People avoid me on the streets. There are pockets of men here or there, malignant in places, benign in others, but they react the same. Usually they circle around me, never getting too close, in case they fall all the way in and down into the drain. And I don’t mind the wary distance. I don’t want them near me anyway. I don’t need the company that they all seem to crave in one another. So they leave me alone and I leave them to their hot clusters – of drugs, alcohol and hacking laughter. And if I miss the chance for conversation, I remind myself that I wouldn’t seek it amongst them anyway.
‘My fucking spot,’ the man says. His voice is so deep that I can feel it vibrate in my chest. It curls at the edges in drink. He is perhaps forty but it is hard to tell – street years carve deeper into the skin. In any case he is shades younger than me for sure. I look through the gloom into his eyes for some sentience but I can tell that he’s half-soaked.
‘Not tonight,’ I say, looking him dead in the eyes. My head pounds but I hold his gaze, because I know I have to.
‘Yeah?’ he says, his voice lifting now. ‘I know you. You’re the weirdo.’
He steps towards me and I see something winking in his hand.
My brother once said that statistically speaking the difference between winners and losers is that, over the longer term, losers give up.
‘Put the knife down,’ I say.
His eyes are rimmed in watery fury. There are tears streaming down his cheeks in rivers. No, not tears, rain. It has started to rain. That kick to the head must have been hard. Adrenaline is in play, I can tell, because my focus is too tight. I need to see the wider picture, but the periphery is stepping back into shadow, further and further.
‘That’s my fucking spot,’ he says again and then lunges at me.
My heart starts to race as the chemicals brim. Everything around me slows down. The surge gives me a kick of energy, of life, so that my eyes pop open and I feel myself stepping into the warmth of a chemical power. He comes towards me but I step to the side, dodging the blade easily.
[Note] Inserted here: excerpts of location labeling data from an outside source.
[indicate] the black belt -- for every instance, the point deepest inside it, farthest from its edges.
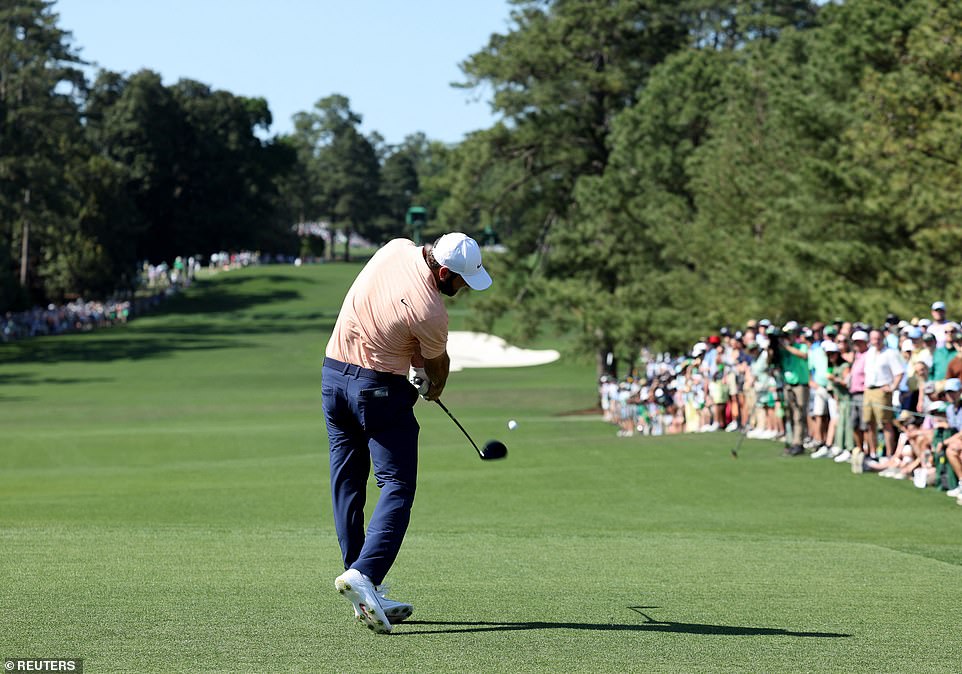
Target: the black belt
(358, 371)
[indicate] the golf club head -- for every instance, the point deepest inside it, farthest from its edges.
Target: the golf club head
(494, 449)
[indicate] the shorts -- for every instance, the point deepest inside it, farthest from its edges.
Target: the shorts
(878, 407)
(856, 413)
(823, 403)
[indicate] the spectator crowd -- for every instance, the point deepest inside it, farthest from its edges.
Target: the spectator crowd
(883, 399)
(154, 284)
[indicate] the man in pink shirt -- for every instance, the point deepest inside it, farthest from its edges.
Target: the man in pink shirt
(393, 318)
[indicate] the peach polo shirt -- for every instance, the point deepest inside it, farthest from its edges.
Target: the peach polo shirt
(393, 314)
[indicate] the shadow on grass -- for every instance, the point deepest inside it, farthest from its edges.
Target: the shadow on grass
(117, 346)
(209, 317)
(650, 625)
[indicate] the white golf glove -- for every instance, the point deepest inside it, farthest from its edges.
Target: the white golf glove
(419, 379)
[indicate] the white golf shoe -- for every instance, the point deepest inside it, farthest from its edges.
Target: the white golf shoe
(396, 611)
(360, 591)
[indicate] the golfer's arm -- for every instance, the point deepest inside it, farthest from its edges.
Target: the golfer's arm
(437, 370)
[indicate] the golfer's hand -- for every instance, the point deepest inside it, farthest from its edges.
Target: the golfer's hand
(422, 385)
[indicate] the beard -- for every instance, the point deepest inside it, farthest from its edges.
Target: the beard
(447, 286)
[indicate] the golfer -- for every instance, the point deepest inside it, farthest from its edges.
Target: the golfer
(392, 319)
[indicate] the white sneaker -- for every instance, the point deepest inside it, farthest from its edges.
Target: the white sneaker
(396, 611)
(360, 591)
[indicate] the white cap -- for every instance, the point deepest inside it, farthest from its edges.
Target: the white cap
(462, 255)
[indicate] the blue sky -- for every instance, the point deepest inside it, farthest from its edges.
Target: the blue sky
(394, 60)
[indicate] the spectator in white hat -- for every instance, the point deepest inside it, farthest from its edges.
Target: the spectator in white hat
(953, 444)
(883, 374)
(954, 369)
(939, 326)
(856, 387)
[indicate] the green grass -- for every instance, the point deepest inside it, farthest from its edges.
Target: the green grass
(164, 507)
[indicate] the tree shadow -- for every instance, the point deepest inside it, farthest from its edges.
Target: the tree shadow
(209, 317)
(650, 625)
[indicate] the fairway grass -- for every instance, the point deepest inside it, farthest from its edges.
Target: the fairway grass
(164, 507)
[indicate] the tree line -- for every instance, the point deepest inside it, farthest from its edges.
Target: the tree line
(657, 168)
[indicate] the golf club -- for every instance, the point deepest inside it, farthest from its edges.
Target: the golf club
(493, 449)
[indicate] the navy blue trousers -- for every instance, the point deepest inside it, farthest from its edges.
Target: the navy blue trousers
(370, 419)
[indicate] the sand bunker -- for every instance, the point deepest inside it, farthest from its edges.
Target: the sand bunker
(476, 349)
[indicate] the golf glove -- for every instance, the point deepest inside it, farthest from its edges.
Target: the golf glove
(419, 379)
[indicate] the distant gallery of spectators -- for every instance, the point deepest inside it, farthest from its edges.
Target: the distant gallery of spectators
(884, 399)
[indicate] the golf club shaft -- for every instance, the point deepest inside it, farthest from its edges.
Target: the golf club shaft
(458, 423)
He stumbles so I take the advantage and use his weight to push him to the ground, and then I kick him. These boots are made for kicking. Steel toes behind thick leather. He grunts. I kick him again in the ribs and then, before he has a chance to catch his breath, I drop to my knees and rip the knife out of his hand. It is just a small lock knife, fancy, but the blade’s sharp. I hold it under his chin and poke just hard enough to let out some blood.
He freezes.
‘You had enough?’ I say, my heart loud in my head.
‘Yeah,’ he says, nodding.
I get to my feet, the knife still gripped in my hand.
‘I’m keeping this,’ I say, and fold the knife and put it in my pocket. My heart is still racing. I make an effort to breathe slowly so that the one, the breath, can regulate the other, the heart.
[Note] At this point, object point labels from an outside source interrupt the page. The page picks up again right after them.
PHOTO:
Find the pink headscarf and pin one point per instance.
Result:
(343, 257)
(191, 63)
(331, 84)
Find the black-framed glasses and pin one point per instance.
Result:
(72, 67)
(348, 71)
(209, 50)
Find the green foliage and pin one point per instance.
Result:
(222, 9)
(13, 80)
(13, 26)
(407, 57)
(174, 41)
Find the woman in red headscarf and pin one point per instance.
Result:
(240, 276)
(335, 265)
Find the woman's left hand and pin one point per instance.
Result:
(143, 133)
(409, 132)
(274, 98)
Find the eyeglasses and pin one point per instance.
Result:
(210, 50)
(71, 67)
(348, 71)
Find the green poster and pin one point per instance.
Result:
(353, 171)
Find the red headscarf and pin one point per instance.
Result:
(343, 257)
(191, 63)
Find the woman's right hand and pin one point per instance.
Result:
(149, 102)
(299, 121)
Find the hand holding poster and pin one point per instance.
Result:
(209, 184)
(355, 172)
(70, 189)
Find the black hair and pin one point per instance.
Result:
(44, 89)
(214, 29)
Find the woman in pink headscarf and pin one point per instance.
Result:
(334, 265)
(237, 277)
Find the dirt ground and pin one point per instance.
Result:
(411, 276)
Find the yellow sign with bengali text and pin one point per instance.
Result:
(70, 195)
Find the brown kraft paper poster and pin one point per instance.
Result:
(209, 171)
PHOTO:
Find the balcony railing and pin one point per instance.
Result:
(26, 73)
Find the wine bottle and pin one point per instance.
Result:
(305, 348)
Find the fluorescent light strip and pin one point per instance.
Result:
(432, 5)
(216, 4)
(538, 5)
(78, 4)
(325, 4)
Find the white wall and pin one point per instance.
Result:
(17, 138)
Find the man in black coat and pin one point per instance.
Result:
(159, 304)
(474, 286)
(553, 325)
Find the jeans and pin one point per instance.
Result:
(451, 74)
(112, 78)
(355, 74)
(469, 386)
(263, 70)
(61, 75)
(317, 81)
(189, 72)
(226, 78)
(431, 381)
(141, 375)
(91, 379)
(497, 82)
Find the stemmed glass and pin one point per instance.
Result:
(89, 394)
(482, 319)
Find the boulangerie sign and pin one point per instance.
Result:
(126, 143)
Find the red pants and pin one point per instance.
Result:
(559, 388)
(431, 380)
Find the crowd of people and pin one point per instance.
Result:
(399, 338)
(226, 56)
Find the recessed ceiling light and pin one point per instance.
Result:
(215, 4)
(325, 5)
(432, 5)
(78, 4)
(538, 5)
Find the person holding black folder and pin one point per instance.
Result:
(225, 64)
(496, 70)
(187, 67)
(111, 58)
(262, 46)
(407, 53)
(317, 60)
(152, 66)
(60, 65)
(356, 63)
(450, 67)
‘It’s my fucking spot,’ he says again but he is crying now, real tears not just rain. ‘You took my spot.’ He rubs under his chin at the spot the knife pricked and for a moment I wonder whether I should just leave and give him his place back.
But winners never give up.
I watch him roll on the woodchip and push himself to his feet. He holds the edge of the slide for support as he sways from booze or pain. Then he roots through his clothes and tugs out the familiar shape of a quarter bottle of whisky. He empties what little there is into his mouth as his eyes drench me in hate.
‘Cunt,’ he says. I turn away but then catch a glimpse of something spinning in the air. Instinctively I shield my eyes but then I feel the thick heel of the bottle crack into my skull. I yelp and drop to my knees, still clutching my head. The pain is dull and sickening and I try to breathe through it, but then out of the blackness, a knee crashes into my temple. I drop to the soft ground, the tang of wet earth filling my nose. And then his limbs are over me, searching for the knife.
‘I’m going to fucking kill you,’ he says.
‘I’m stronger than you, Rory!’ I scream. It escapes from me, that name. He’s always there, finding a way in, in these unguarded moments. Or, I wonder, is it the blow to my head that has derailed me?
‘Rory?’ He looks at me, confused. ‘Psycho bastard,’ he adds, backing away.
‘Rory!’ I shout and then I stagger away, unable to control my steps as I zigzag into the slicing rain.
2
Tuesday
The sound of sirens splits the night. I stop for a second. Triangulating, calculating. That Doppler effect – is it getting nearer or further? Who are those sirens for? Me? Are they coming to rescue me, or catch me? My logical brain takes over and calculates the variables. I have to get out of the park. Maybe you’d think he won, scared me off his pitch, saw me off. But in this world strength means more. I won. I have the physical strength and he knows I can return. These guys, they hunt in packs sometimes, and there could be another one not far behind.